Agnew Gerard, Dwyer Peter L, Rosamilia Anna, Lim Yik, Edwards Geoffrey, Lee Joseph K
Department of Urogynaecology, Mercy Hospital for Women, Melbourne, Victoria, Australia,
Int Urogynecol J. 2014 Feb;25(2):235-9. doi: 10.1007/s00192-013-2207-7. Epub 2013 Sep 5.
Surgical revision of a tape inserted for urinary stress incontinence may be indicated for pain, or tape exposure or extrusion. This study assesses the clinical outcomes of revision surgery.
A retrospective review of 47 consecutive women who underwent surgical revision for the indications of pain, tape exposure or tape extrusion.
Forty-seven women underwent revision. 29 women (62 %) had initial tape placement at another institution. Mean interval between placement and revision was 30 months. 39 women (83 %) had an identifiable tape exposure or extrusion with or without pain, while 8 women (17 %) presented with pain alone. 11 (23 %) of the tapes were infected clinically and histologically at revision, 10 of the 11 (90 %) being of a multifilament type. In 23 (49 %) cases, the revision aimed to completely remove the tape. Partial excision 24 (51 %) was reserved for localised exposures or extrusions where infection was not suspected. A concomitant continence procedure was performed in 9(19 %) at the time of tape revision. None of these 9 women has experienced recurrent stress urinary incontinence (SUI) compared with 11 out of 38 women (29 %) requiring further stress incontinence surgery when no continence procedure was performed (Fisher's exact p = 0.092). Eight out of 47 underwent revision surgery for pain with no identifiable exposure or extrusion; pain subsequently resolved in all 8 women.
Excision is an effective treatment for tape exposure and pain whether infection is present or not. Tapes of a multifilament type are strongly associated with infection. When infection is present, complete sling removal is necessary. A concomitant procedure to prevent recurrent SUI should be considered if tape excision is planned and infection is not suspected.

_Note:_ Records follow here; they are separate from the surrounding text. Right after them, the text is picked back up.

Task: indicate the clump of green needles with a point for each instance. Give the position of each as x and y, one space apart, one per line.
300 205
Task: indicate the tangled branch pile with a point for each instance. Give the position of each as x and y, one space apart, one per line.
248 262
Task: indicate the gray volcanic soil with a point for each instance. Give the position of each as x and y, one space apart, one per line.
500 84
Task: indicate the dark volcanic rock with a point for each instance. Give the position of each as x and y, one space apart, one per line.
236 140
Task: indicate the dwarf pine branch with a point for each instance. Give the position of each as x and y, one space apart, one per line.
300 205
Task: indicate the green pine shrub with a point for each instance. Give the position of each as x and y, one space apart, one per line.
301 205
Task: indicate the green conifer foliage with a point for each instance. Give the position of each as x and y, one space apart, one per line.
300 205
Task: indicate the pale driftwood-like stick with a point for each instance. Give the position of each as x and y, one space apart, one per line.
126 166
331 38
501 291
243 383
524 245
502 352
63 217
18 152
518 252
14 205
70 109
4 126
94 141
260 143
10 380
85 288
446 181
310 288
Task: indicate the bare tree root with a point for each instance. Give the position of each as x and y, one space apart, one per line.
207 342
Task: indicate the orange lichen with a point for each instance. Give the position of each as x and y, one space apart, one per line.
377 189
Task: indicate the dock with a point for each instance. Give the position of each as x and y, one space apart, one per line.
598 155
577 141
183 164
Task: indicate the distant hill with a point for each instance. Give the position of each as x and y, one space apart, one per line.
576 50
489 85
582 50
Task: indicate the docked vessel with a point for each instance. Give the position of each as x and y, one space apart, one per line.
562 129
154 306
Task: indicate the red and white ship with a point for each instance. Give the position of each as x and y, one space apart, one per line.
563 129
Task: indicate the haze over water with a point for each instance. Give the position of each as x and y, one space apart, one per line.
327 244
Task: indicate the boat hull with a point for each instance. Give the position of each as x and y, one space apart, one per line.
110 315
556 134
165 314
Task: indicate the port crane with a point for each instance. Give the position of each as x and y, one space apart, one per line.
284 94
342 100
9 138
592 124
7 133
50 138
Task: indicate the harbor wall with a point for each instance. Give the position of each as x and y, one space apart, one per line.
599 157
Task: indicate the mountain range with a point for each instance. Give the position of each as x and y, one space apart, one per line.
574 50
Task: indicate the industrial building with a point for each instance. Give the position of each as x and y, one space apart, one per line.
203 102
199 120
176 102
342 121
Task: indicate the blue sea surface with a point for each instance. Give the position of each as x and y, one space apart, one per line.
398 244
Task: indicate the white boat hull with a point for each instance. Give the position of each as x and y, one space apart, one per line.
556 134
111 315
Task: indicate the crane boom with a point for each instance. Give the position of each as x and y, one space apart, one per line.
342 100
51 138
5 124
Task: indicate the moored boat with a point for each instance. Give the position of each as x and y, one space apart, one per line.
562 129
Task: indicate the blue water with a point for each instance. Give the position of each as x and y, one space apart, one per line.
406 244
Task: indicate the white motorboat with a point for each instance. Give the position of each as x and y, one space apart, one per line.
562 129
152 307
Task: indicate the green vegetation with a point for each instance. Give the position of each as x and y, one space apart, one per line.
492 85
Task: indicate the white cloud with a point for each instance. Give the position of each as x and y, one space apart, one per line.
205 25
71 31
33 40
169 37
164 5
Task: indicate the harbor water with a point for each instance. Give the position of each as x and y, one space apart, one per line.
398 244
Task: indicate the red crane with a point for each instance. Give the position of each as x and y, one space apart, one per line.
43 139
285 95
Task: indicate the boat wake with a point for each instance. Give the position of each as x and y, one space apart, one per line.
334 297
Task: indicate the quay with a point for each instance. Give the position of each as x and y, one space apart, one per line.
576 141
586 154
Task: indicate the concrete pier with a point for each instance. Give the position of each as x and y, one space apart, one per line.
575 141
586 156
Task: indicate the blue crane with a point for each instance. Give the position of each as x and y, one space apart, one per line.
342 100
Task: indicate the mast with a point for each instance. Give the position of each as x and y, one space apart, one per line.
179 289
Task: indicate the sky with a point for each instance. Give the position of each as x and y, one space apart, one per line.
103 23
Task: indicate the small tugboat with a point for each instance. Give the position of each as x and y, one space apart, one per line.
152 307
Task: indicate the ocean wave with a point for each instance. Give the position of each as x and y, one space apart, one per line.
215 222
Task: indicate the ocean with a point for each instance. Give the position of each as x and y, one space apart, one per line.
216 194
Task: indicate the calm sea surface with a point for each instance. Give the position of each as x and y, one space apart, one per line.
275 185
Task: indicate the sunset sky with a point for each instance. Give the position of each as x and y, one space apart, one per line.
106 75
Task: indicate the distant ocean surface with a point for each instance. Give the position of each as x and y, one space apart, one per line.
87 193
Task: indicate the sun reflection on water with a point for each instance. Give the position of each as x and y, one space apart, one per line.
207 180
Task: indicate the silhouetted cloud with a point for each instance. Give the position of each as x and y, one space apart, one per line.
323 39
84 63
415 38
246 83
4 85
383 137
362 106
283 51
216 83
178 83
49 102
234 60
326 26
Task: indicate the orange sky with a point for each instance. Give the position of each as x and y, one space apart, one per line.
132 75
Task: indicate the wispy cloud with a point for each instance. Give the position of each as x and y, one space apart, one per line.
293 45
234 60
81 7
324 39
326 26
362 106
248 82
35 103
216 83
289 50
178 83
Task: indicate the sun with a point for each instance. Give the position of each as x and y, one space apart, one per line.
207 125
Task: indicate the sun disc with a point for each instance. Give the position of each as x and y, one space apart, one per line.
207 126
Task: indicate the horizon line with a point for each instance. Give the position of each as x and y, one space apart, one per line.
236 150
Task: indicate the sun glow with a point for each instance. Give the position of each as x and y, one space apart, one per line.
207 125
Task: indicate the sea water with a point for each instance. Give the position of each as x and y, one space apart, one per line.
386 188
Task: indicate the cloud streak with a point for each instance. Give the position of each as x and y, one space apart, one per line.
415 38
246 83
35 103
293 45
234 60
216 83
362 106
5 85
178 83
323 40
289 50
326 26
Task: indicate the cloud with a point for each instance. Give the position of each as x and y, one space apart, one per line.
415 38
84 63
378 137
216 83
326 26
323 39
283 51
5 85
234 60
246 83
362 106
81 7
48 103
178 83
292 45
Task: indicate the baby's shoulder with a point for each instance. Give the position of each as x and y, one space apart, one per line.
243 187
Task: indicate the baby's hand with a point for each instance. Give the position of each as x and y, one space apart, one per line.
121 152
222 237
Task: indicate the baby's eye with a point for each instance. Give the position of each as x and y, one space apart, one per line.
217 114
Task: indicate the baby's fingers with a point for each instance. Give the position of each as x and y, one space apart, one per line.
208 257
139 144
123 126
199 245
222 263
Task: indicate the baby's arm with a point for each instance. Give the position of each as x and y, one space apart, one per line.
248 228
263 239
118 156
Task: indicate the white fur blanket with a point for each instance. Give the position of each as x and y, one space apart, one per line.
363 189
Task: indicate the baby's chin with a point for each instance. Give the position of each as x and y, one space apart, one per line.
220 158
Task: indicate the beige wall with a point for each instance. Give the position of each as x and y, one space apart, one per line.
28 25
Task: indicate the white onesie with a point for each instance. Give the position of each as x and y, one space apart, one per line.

因疼痛、吊带暴露或脱出而进行的尿失禁吊带手术翻修术可能是必要的。本研究评估了翻修手术的临床效果。
回顾性分析47例因疼痛、吊带暴露或脱出而接受手术翻修的连续女性患者。
47例女性接受了翻修手术。29例(62%)患者最初的吊带放置手术在其他机构进行。放置与翻修之间的平均间隔时间为30个月。39例(83%)患者存在可识别的吊带暴露或脱出,伴或不伴有疼痛,而8例(17%)患者仅表现为疼痛。11例(23%)吊带在翻修时经临床和组织学检查发现感染,其中11例中的10例(90%)为多股丝线型。23例(49%)病例的翻修目的是完全移除吊带。24例(51%)进行部分切除,用于局部暴露或脱出且未怀疑有感染的情况。9例(19%)患者在吊带翻修时同时进行了控尿手术。与38例未进行控尿手术而需要进一步进行压力性尿失禁手术的女性中的11例(29%)相比,这9例女性均未出现复发性压力性尿失禁(Fisher精确检验p = 0.092)。47例中有8例因疼痛接受翻修手术,未发现明显的暴露或脱出;随后所有8例女性的疼痛均得到缓解。
无论是否存在感染,切除都是治疗吊带暴露和疼痛的有效方法。多股丝线型吊带与感染密切相关。当存在感染时,必须完全移除吊带。如果计划进行吊带切除且未怀疑有感染,应考虑同时进行预防复发性压力性尿失禁的手术。